Apesar de parecer óbvio o mau negócio que o vampiro estava fazendo, Rice conseguiu criar uma situação, uma verdadeira armadilha para Lestat, em que ele não poderia deixar de arriscar a oferta. James Laglan é um trapaceiro hábil, e consegue seduzir o protagonista não com riquezas ou poder, mas pela fraqueza do corpo de um ser humano, uma experiência que, em toda sua não-vida, Lestat jamais poderia experimentar. E é justamente devido a sua personalidade intempestiva, egocêntrica e cruel que ele resolve aceitar o acordo. O próprio bebedor de sangue mais de uma vez fala como ele vê a si mesmo como um herói, não no sentido de alguém que promove o bem e derrota malfeitores, mas como um protagonista garboso, refinado, poderoso e invencível. Para o vampiro rockstar, não teria como as coisas saírem errado, pois ele, e mais ninguém, era o vampiro Lestat.

Entretanto, a busca que se segue, do vampiro em corpo humano para reaver o que é seu e se vingar de Laglan, não chega a ser tão interessante quanto outras partes do livro. Apesar de se chamar A História do Ladrão de Corpos, a troca de almas e o roubo acabam ficando um pouco em segundo plano, com a busca de Lestat por recuperar o que perdeu ocupando menos da metade do livro. Ainda assim, é o ladrão de corpos que marca os acontecimentos e temas que são utilizados na história. É como se a existência de James Laglan e seu encontro com Lestat fossem apenas um artifício para criar motivos para um novo livro sobre a (não) vida do vampiro rockstar e justificar algumas das discussões filosóficas dos personagens e explorar um ponto de vista que ainda não havia sido abordado nos livros anteriores.

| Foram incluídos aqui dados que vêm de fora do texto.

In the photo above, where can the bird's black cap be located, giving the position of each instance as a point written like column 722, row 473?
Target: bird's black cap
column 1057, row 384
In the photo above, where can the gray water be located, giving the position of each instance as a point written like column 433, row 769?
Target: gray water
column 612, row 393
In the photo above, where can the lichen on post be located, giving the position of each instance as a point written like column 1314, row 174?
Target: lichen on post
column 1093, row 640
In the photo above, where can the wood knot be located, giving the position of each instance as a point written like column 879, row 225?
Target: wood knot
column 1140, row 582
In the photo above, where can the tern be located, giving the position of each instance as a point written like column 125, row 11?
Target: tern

Fosse outro tipo de história e tivesse uma outra narrativa que não o estilo de “autobiografia ficcional” é bem possível que as conversas e discussões tidas por Lestat, que ocupam se não a maior, ao menos boa parte do livro, poderiam ser um tanto enfadonhas. No entanto, nas mãos de Rice, e aos olhos de um leitor veterano de suas obras, deve-se se salientar, cenas como o vampiro conversando com seu amigo humano da organização que estuda fenômenos sobrenaturais, a Talamasca, ou então se lamentando e agredindo verbalmente Louis – protagonista de entrevista com o vampiro – têm todo um atrativo.

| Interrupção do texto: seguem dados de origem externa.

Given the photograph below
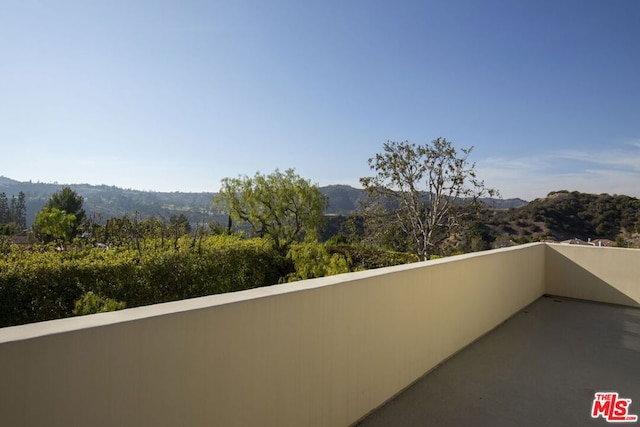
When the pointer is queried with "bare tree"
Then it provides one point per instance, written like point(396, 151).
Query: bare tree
point(421, 194)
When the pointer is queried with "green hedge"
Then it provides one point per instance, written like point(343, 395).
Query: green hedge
point(43, 285)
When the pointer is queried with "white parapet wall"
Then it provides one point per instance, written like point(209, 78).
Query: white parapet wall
point(610, 275)
point(320, 352)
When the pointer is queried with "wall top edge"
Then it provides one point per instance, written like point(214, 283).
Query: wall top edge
point(58, 326)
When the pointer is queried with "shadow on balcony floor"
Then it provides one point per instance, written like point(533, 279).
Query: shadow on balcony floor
point(541, 367)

Ainda assim, o brilho da obra está não nos momentos de diálogo, mas sim nas passagens de introspecção em que o vampiro Lestat está redescobrindo como é ser e se sentir humano. Todas as sensações boas e ruins que ele havia esquecido, e como para ele, que já há duzentos anos era imortal, se manifestam a fragilidade e a mortalidade da condição humana. Talvez existam alguns exageros da parte de Rice, mas mesmos esses momentos parecem condizentes com a afetação e a pompa de Lestat. Neste período de experiência em corpo alheio, o vampiro também flerta com temas bastante reconhecíveis ao ser humano, como as discussões do que configuram o eu e a própria identidade, além de ideias mais próprias à tragédia e ao eterno confronto do bem e do mal, como a possibilidade de redenção – talvez um dos maiores desejos do personagem.

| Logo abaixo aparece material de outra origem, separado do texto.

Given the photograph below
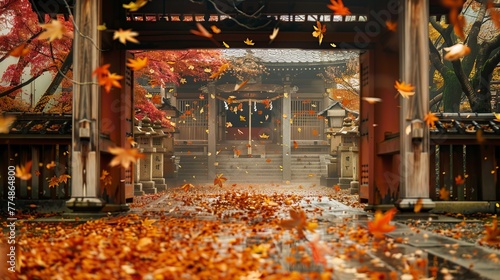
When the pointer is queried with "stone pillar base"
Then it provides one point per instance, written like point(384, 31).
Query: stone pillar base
point(354, 187)
point(138, 189)
point(85, 204)
point(148, 187)
point(408, 204)
point(160, 184)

É interessante notar que, apesar de ter toda a cara de um spin-off e ser completamente alheio às histórias passadas, o livro acaba fechando um ciclo com Entrevista com o Vampiro e O Vampiro Lestat. No primeiro, o protagonista Louis mostra como foi a sua vida, a existência do vampiro mais humanizado e mais detrator de sua condição, enquanto no segundo Lestat toma a dianteira, mostrando como é um ser sobrenatural arrogante e orgulhoso que aceita e adora a sua condição. Já em a História do Ladrão de Corpos, há o ponto de vista do vampiro nato que buscou explorar novamente o ser humano e talvez buscar a própria salvação. E é por isso mesmo que, apesar da qualidade da obra, apesar do próprio Lestat dizer que ela pode ser lida por qualquer um, esta história de Anne Rice não tem apelo nenhum aos leigos no universo ficcional da autora. Os que já são íntimos de Lestat, Louis e companhia, contudo, dificilmente se arrependerão de mais uma vez se embrenhar nas Crônicas Vampirescas.